Moving forward, by the current installment, we know that under the CPP, the office of the Auditor-General, an independent agency with responsibility to faithfully and dutifully publish financial information and audit reports related to government expenditures and incomes, was established. While Kwame Nkrumah, as the President, was ultimately responsible for all acts and omissions under his government, the activities of certain officials whom he trusted could not be always effectively policed in those days. Such was the case with Komla "Agbdli" Gbedemah. Gbedemah was a capitalist who oddly, did not to see any advantage in joining the "United Busia Party." But, to the extent Gbedemah remained in the CPP as long as he did, Gbedemah got paid more than double. In addition, he had access to the center of power. He could travel the world freely as Finance Minister. He could pre-negotiate any deal affecting Ghana. He could plan, monitor, and report to the "Masters" the several diabolical schemes exposed in these papers, even to Washington, in person, if necessary.

Regretfully, Gbedemah found many eager, poorly-resourced, and ideologically-bent individuals (e.g. Dr. Busia and Salifu Imoro) to take part in what's best characterized as a scheme to create acute discord and destruction in Ghana, and within the CPP hierarchy. In so doing, Gbedemah would them be catapulted into the top-most position in government, allowing him to parley government assets, resources, and policies deeply into the orbit of the West. The tactics used to create those acute discords and destruction all over Ghana were "terroristic" in nature. If we can refer to Part 3 one more time, the red-lined image titled, "Secret" with the photo of Gbedemah on top right and "Outbreak of Violence" near bottom to the right is directly from the original paper from 1964. The operative words in the Gbedemah "discord" prose include "Kulungugu", "Upper Volta", "bombings", "assassination", and of course "terrorist group". (The 2 rectangular figures blanked out in WHITE are what we would characterize as official actions/decisions. They are redactions imposed on the original document, as FOIed).

In coordination with Busia and the NLM/United Party, Gbedemah was in fact the key person in the Kulungugu massacre.
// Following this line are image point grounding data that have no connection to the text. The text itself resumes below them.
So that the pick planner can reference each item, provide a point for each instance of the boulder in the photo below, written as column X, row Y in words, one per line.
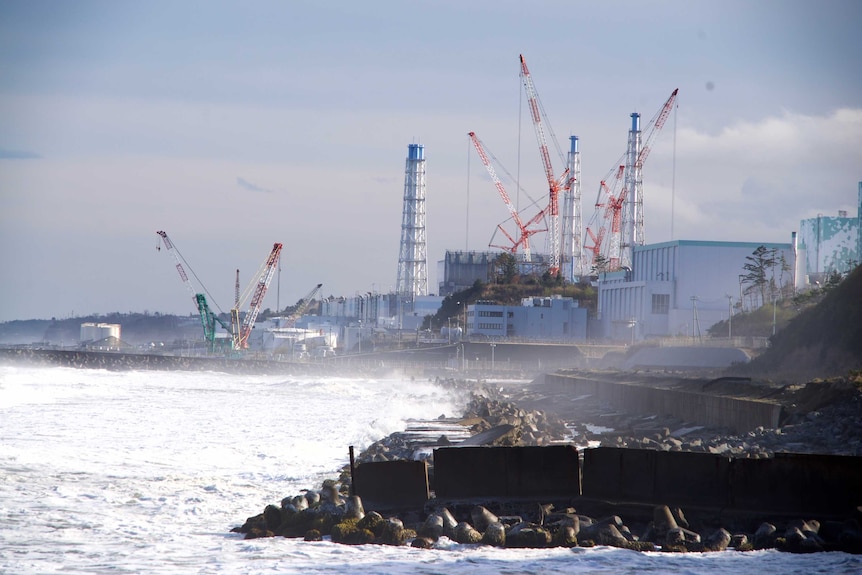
column 466, row 534
column 482, row 517
column 764, row 537
column 353, row 508
column 495, row 535
column 349, row 533
column 718, row 541
column 566, row 536
column 374, row 522
column 432, row 528
column 663, row 522
column 449, row 522
column 528, row 535
column 422, row 543
column 394, row 532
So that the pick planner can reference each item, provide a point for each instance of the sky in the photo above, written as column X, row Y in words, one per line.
column 235, row 125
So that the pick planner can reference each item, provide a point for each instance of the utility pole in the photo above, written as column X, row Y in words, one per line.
column 729, row 316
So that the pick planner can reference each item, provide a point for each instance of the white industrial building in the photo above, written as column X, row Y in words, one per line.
column 94, row 332
column 554, row 318
column 681, row 287
column 830, row 244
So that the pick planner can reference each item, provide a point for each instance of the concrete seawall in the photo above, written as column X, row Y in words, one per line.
column 737, row 414
column 124, row 361
column 821, row 486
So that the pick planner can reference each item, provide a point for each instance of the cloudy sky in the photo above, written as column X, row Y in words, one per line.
column 234, row 125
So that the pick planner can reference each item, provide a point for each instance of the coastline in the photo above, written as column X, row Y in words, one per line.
column 550, row 521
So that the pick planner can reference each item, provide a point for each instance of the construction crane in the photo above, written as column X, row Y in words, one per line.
column 596, row 248
column 257, row 289
column 639, row 146
column 612, row 199
column 525, row 231
column 208, row 318
column 555, row 184
column 302, row 305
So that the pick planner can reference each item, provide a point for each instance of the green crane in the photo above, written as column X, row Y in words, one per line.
column 208, row 318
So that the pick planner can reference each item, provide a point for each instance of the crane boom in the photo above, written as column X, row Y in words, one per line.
column 208, row 318
column 554, row 184
column 654, row 127
column 261, row 284
column 525, row 233
column 302, row 305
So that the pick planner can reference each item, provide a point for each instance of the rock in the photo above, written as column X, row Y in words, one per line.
column 495, row 535
column 349, row 533
column 566, row 536
column 607, row 534
column 313, row 498
column 394, row 532
column 482, row 517
column 739, row 541
column 528, row 535
column 256, row 522
column 562, row 520
column 718, row 541
column 466, row 534
column 432, row 528
column 449, row 522
column 679, row 516
column 663, row 522
column 330, row 493
column 354, row 508
column 374, row 522
column 423, row 543
column 272, row 517
column 764, row 537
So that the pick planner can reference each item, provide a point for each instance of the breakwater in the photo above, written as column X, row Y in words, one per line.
column 737, row 414
column 125, row 361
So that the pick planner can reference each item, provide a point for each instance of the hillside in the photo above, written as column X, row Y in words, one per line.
column 822, row 341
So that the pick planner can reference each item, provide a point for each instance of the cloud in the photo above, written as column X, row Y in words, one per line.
column 755, row 181
column 243, row 183
column 18, row 155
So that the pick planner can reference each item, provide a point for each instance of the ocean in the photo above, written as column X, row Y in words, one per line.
column 147, row 472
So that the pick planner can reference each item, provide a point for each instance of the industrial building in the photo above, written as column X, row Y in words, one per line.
column 830, row 244
column 542, row 319
column 681, row 288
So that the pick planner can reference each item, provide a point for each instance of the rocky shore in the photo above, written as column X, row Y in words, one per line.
column 821, row 417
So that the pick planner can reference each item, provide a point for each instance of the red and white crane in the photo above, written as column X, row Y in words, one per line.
column 259, row 285
column 612, row 198
column 639, row 146
column 524, row 230
column 555, row 184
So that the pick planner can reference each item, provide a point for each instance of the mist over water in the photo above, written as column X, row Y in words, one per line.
column 146, row 472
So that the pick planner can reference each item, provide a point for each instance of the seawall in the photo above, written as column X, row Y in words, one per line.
column 738, row 414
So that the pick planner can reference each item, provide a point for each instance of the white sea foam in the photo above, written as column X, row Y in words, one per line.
column 146, row 472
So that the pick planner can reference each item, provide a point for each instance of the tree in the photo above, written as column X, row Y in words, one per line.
column 505, row 268
column 600, row 265
column 759, row 263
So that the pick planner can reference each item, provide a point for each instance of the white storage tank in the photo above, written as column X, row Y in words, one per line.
column 99, row 331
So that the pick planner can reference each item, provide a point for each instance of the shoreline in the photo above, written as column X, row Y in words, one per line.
column 337, row 512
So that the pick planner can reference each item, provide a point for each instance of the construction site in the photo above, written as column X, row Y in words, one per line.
column 675, row 289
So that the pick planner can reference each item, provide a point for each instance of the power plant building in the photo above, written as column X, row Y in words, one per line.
column 830, row 244
column 682, row 287
column 554, row 318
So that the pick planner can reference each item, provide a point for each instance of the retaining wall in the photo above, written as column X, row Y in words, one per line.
column 740, row 415
column 392, row 484
column 800, row 483
column 506, row 472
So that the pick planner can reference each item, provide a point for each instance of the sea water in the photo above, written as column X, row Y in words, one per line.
column 147, row 472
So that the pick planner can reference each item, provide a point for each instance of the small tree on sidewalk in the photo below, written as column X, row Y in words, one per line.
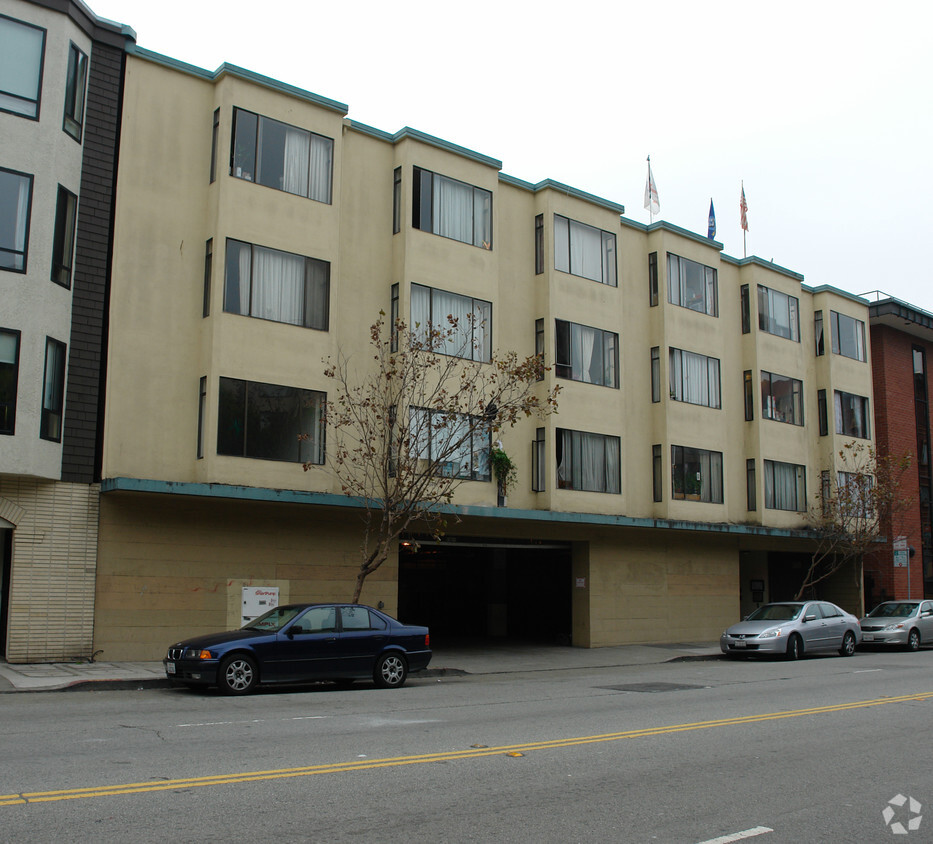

Further, since the latter 1970s, until today, information on the Johnson-CIA sponsored coup d'état in Ghana is that it was not "officially" sanctioned by the United States to overthrow Nkrumah before the signing of the VRA Master Agreement. Still, with the sudden commissioning of the Akosombo Dam and competing sponsorship of projects by several Eastern "Block" countries, Nkrumah was suddenly viewed way too independent and a direct threat to western interests (US, UK, France, Germany). As reported by many sources, the CIA outfit in Accra, Ghana, was "given a generous budget", and its agents left with little supervision to manage the "Kwame Nkrumah problem". When President Johnson guaranteed that Nkrumah's aircraft would not be shot down in Hanoi while the latter was enroute to Vietnam, it was a wink by Johnson to CIA to provide clearance to Harlley, Kotoka, Afrifa, etc. to topple Kwame Nkrumah's government.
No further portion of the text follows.